The Temple of the Muses(46)
“That,” I said, “to answer your earlier question, is something very like the ‘city-taker’ of Demetrius the Besieger. It was the biggest siege tower ever built, and I think this one may be even bigger.”
Then, amid a hideous groaning and squealing, the colossal thing began to move. Slowly, painfully, it lurched forward a foot at a time as the men inside it and atop it cheered. Of course, one expects siege towers to move, else they would be of little use, but they are always pushed by oxen or elephants or at least a crowd of slaves or prisoners. But this outrageous device moved with no visible means of propulsion. Besides, there was something unnatural about anything so large moving at all. If I had not already been as low as I could get, my jaw would have dropped.
“Magic!” Hermes squealed. He tried to get up, but I grabbed his shoulder and held him fast.
“It’s not magic, you young idiot! It’s driven by some sort of inner mechanism, a windlass or capstan of some sort, a thing of gears and wheels and teeth. I was studying drawings of such things just last night.”
Actually, I had only the vaguest idea of what it might be. Even the simplest waterwheel seemed intolerably complex to me. Still, I preferred to think that there was some mechanical explanation. I had only the most minimal belief in magic and the supernatural. Besides, if the Egyptians possessed magic so powerful, how would we manipulate them so easily?

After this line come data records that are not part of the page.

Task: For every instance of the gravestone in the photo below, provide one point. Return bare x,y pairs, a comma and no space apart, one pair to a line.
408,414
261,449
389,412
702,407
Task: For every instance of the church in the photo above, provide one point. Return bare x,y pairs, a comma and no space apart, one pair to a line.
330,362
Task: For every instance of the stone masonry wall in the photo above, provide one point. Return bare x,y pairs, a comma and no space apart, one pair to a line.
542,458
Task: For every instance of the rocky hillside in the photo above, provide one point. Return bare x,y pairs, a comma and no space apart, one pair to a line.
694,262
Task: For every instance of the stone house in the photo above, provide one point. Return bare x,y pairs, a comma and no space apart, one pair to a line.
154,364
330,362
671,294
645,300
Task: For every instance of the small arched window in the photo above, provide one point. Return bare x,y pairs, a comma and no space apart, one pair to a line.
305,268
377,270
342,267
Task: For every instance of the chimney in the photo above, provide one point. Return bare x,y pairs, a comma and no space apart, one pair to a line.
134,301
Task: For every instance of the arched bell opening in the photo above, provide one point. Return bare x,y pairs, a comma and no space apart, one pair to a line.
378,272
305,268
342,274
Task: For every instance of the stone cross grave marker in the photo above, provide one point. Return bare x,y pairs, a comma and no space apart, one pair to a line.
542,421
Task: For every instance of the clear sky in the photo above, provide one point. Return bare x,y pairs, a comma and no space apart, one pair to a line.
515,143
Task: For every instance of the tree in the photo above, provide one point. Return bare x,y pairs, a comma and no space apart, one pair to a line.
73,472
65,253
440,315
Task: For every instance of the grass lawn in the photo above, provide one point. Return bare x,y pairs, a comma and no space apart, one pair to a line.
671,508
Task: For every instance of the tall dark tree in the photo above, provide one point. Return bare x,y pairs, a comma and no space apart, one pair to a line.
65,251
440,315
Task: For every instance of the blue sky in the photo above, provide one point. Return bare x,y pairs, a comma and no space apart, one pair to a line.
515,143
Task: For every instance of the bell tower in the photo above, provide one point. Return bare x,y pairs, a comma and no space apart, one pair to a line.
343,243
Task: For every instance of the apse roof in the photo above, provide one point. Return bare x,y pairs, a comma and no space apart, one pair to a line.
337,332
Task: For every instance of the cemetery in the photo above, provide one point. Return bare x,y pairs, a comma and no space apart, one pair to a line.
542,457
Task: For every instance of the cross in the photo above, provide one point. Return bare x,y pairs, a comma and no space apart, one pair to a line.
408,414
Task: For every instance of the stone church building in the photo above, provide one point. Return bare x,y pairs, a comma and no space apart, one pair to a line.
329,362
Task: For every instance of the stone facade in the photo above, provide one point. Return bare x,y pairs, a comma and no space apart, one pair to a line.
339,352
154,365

A trumpet sounded and all the soldier-engineers dropped their tools and left their engines. The duty day was over. Perhaps twenty men filed out of the tower. Last of all came about thirty oxen from the interior. Then a gang of slaves went in with baskets and shovels to clean up after the oxen. So much for magic.

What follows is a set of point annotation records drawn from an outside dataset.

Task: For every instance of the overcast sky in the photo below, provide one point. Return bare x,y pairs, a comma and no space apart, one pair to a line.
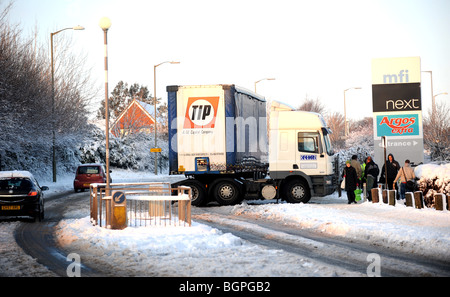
314,49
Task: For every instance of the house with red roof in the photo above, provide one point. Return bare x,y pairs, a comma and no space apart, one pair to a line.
137,117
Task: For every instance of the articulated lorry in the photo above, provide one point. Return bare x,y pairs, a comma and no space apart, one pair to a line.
219,140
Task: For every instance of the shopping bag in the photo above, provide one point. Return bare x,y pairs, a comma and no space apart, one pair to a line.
358,194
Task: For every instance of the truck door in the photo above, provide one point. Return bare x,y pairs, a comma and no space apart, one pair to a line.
310,155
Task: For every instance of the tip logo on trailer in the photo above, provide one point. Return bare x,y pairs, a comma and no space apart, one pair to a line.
201,112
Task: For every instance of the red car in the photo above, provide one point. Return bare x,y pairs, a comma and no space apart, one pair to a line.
87,174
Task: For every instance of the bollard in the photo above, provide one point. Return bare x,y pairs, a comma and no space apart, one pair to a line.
374,193
439,200
391,197
418,199
409,199
118,210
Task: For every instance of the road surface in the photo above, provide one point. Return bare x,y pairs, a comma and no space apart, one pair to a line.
37,239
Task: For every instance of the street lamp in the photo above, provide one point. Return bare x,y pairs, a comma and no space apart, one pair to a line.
105,24
154,95
345,110
262,80
53,95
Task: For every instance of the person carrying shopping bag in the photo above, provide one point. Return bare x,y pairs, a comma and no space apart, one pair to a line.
405,174
351,180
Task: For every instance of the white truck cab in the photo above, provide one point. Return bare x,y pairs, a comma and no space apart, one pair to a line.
300,149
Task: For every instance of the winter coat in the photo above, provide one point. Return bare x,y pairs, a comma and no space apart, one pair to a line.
373,170
350,178
355,164
405,173
392,169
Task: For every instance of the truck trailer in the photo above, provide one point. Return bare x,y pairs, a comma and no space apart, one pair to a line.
218,138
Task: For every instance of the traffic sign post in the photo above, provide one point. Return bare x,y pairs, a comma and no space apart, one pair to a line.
119,210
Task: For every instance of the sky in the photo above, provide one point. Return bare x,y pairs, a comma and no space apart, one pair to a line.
313,49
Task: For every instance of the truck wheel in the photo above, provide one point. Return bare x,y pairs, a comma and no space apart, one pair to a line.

“Seen enough?” Hermes asked.
“Our boatman won’t be back for us until tomorrow. I want a closer look. Let’s go back to the orchard. It will be dark enough soon.” We reversed our earlier progress, slithering rearwards until we were safely among the trees.
Two hours later, we passed through the grass again, walking this time, but crouched low. Slowly and with great caution, we made our way to the edge of the parade ground. Had this been a Roman encampment, we would have been challenged by sentries, but these were barbarians, lazy and incompetent, for whom soldiering was scarcely more professional than the tribal warrioring of their native lands. That they were within their own territory with no enemy for a thousand miles was no excuse. The legions fortify every camp even if they are within sight of the walls of Rome. Still, it was convenient for us.
The machines stood like dead monsters in the moonlight as we walked up to them. They were made of wood that had been painstakingly cut and shaped, then sanded smooth and in some cases painted. War engines are usually built at the site of a siege and are made of rough-hewn wood and are often abandoned when the fighting is over, after the ironmongery and the ropes have been salvaged.
Even with my inexperienced eye, I could see that these machines were held together by pins and wedges, so that they could be disassembled for transport. That, I guessed, was an innovation of Iphicrates. Egypt has little native wood save for palm, a soft and fibrous material unsuitable for such work. All of this wood had to be imported, shiploads of it.
We walked to the base of the tower, which gave off a powerful, disagreeable smell.
“What’s that stink?” Hermes asked.
“It takes a lot of oil to keep this much iron from rusting,” I told him. “There’s enough here to make armor for three legions.” I fingered a plate that had pulled a little loose from the frame. It was good metal, about the thickness of body armor. I walked up the back ramp and looked inside, but it was far too dark to see, only a little moonlight coming through the ports that had been left open. Despite the efforts of the slaves, the interior smelled strongly of oxen. This, mixed with the stench of rancid olive oil, finally drove me away.
The other machines told me little more. They were all as ingeniously designed and lovingly built. I assumed that the more commonplace machines all incorporated some improvement of Iphicrates’s design. If only in their ease of transport and reassembly.
“What do we do now?” Hermes asked as I stepped off the ramp.
“We could have a look at those buildings,” I said, “but they’re probably just barracks and storerooms. Whatever is going on is happening in Alexandria. This is just a training facility and arsenal.” I thought for a while. “It might be fun to set fire to all this.”
“Let’s do it!” I could hear the grin in his voice. “I could sneak a torch from one of those buildings, and there must be plenty of oil jars in the storehouses to keep all this metal greased. We could have everything alight before they know what’s going on!” Arson was an unthinkable crime in Rome, so it was one he might never get a chance to commit at home.